Golfers will receive a pleasant surprise when the reconstructed Harewood Golf Club course opens in spring.

The fairways in front of them will be significantly wider than on the old Woodlands course.

The course designer, former European Tour professional Greg Turner, said the fairways were between 50 and 75 per cent wider than before.

In the $2 million redevelopment Turner has added masses of undulations to landing areas on the fairways, with swales and runoff areas on the greens. Approach shots will be penalised if they don't land in the right areas.

"For the better players it will be important where they land to create good angles into the greens," said Turner.

The new course has also been lengthened to almost 6400 metres (7000 yards) off the back tees, and every hole has been changed.

"But for club members the course will be no longer than it was," said Turner.

"We have utilised a lot of the old corridors, but the old course is unrecognisable from what it was. The greens, too, are all new and we have built 12 new bunkers." Turner said the women members should be pleased. "The course is shorter off the women's tees."

The redevelopment was completed at Christmas, but Turner and the club decided to give fairways and greens time to consolidate over the winter.

During the reconstruction 470 trees were felled, most of them to provide the wider fairways, but some had reached the end of their life.

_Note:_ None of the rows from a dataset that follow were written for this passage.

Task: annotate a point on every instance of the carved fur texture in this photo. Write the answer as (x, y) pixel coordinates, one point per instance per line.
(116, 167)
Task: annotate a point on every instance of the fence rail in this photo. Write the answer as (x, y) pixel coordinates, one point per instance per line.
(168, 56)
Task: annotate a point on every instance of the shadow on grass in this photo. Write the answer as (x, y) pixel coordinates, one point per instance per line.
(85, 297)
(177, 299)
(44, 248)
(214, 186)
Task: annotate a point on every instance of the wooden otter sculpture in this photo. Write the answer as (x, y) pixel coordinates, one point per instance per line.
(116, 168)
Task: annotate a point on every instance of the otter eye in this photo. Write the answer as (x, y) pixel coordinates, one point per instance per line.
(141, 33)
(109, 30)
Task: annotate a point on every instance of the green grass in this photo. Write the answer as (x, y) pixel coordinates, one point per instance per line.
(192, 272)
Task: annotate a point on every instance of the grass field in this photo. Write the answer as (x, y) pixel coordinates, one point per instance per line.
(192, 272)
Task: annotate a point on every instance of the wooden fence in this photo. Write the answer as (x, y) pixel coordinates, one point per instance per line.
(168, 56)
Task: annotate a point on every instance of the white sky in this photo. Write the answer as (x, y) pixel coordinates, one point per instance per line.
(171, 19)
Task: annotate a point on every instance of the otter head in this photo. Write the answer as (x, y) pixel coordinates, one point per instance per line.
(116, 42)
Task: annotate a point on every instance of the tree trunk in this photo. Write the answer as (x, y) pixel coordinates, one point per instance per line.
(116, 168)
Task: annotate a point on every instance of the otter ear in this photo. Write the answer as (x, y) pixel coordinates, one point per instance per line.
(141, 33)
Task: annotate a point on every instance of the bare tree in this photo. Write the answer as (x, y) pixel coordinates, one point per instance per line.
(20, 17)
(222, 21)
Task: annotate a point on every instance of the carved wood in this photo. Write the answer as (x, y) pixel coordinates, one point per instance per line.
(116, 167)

Turner hopes the course will be a challenge to top golfers off the back tees. "We have to make courses accessible for everyone, but on the flip side we have a relatively small number of courses of quality in New Zealand. We should have both here."

The redesign came about after Christchurch International Airport bought an area of the new course at the club, which in the future will be used to extend the northwest runway at the airport.

When that happens the new course will be reduced to nine holes, giving the club 27 holes.

Earthworks for the redesign started in September 2009 and were done in 18 months.